Yerel analizlerde bu olgu, Irak’taki Amerikan baskıları, olası bölgesel dönüşümler ve bu grupların yeni parlamentoda sandalye kazanmalarının ardından siyasi alana yönelme arayışlarıyla ilişkilendiriliyor.

Diğer yandan Ulusal Hikmet Hareketi lideri Ammar el-Hekim’in çağrısına ek olarak, son iki gün içinde ABD’nin yaptırım ve terör listesinde yer alan, fraksiyonlarla bağlantılı üç tanınmış isimden de silahların devletin elinde sınırlandırılması yönünde çağrılar geldi.

Üç grup

Bu isimlerin başında, yaklaşık 27 sandalyeyle parlamentoda güçlü bir varlık elde eden Asaib Ehli’l Hak Hareketi Genel Sekreteri Kays el-Hazali geliyor. Hazali cuma günü yaptığı açıklamada, “Silahların devletin elinde sınırlandırılmasına inanıyoruz ve bunu gerçekçi adımlarla hayata geçirmek için çalışacağız” dedi. Aynı yönde açıklamalar, Ensarullah el-Evfiya Hareketi Genel Sekreteri Haydar el-Garavi ile İmam Ali Tugayları lideri Şibl ez-Zeydi’den de geldi.

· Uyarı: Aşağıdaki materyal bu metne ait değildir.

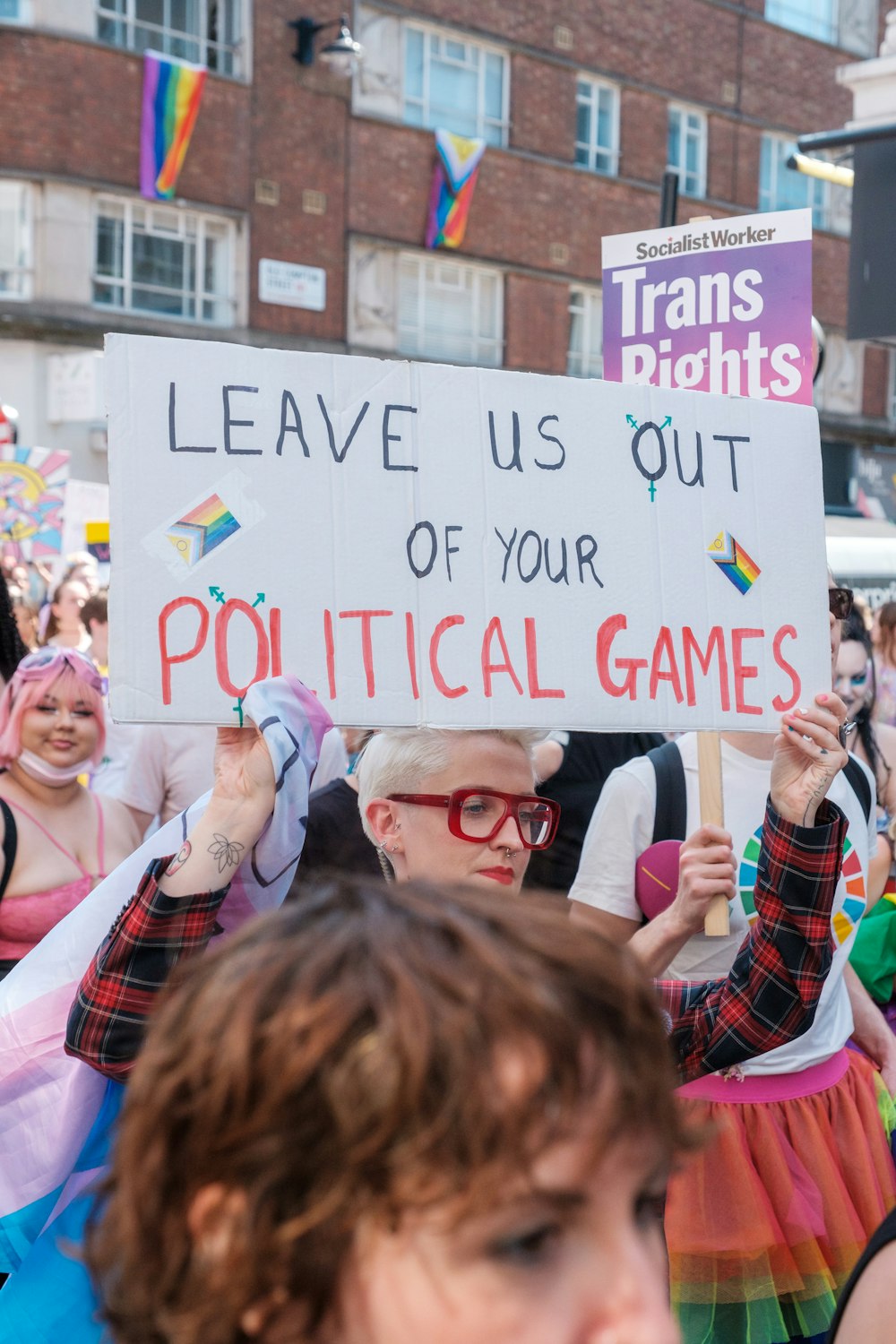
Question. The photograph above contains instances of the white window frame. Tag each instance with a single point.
(587, 304)
(125, 209)
(22, 268)
(481, 347)
(791, 16)
(600, 159)
(692, 125)
(139, 34)
(482, 123)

Üç grubun liderlerini ortak paydada buluşturan unsurlar, Şii Koordinasyon Çerçevesi güçleri çatısı altında yer almaları ve ABD’nin terör listesinde bulunmaları olarak öne çıkıyor. Bu durum, söz konusu isimlerin, silahlı gruplara mensup unsurların yeni kurulacak hükümette yer almasına karşı çıkan Washington’a yönelik siyasi manevra arayışında oldukları yorumlarını güçlendiriyor.

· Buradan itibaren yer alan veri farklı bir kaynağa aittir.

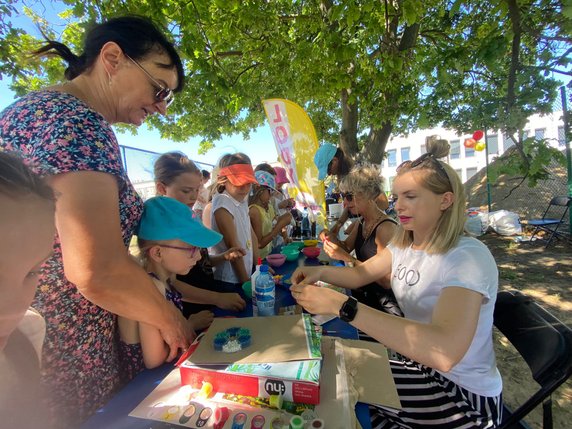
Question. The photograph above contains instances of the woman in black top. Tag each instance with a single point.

Irak’ta en yüksek yargı organının başkanı dün yaptığı açıklamada, silahların devletin elinde sınırlandırılması konusunda silahlı grupların liderlerinin iş birliğine onay verdiğini duyurdu.

Yüksek Yargı Konseyi Başkanı Faik Zeydan, yayımladığı açıklamada, ‘hukukun üstünlüğünün sağlanması, silahların devletin elinde sınırlandırılması ve askeri çalışmaya duyulan ulusal ihtiyacın ortadan kalkmasının ardından siyasi faaliyete geçilmesi’ yönündeki tavsiyesine olumlu yanıt verdikleri için ‘kardeş fraksiyon liderlerine’ teşekkür etti.

Washington'ın ciddiyeti

İslamcı gruplar üzerine çalışan araştırmacı Nizar Haydar, fraksiyon liderlerinin silahların devletin elinde sınırlandırılmasına yönelik çağrılarının, ‘Şii güçler ve tüm fraksiyonların, fraksiyonları içeren yeni bir hükümetle anlaşmayı reddeden Amerikan tutumunun ciddiyetini hissetmeye başlamasından’ kaynaklandığına inanıyor.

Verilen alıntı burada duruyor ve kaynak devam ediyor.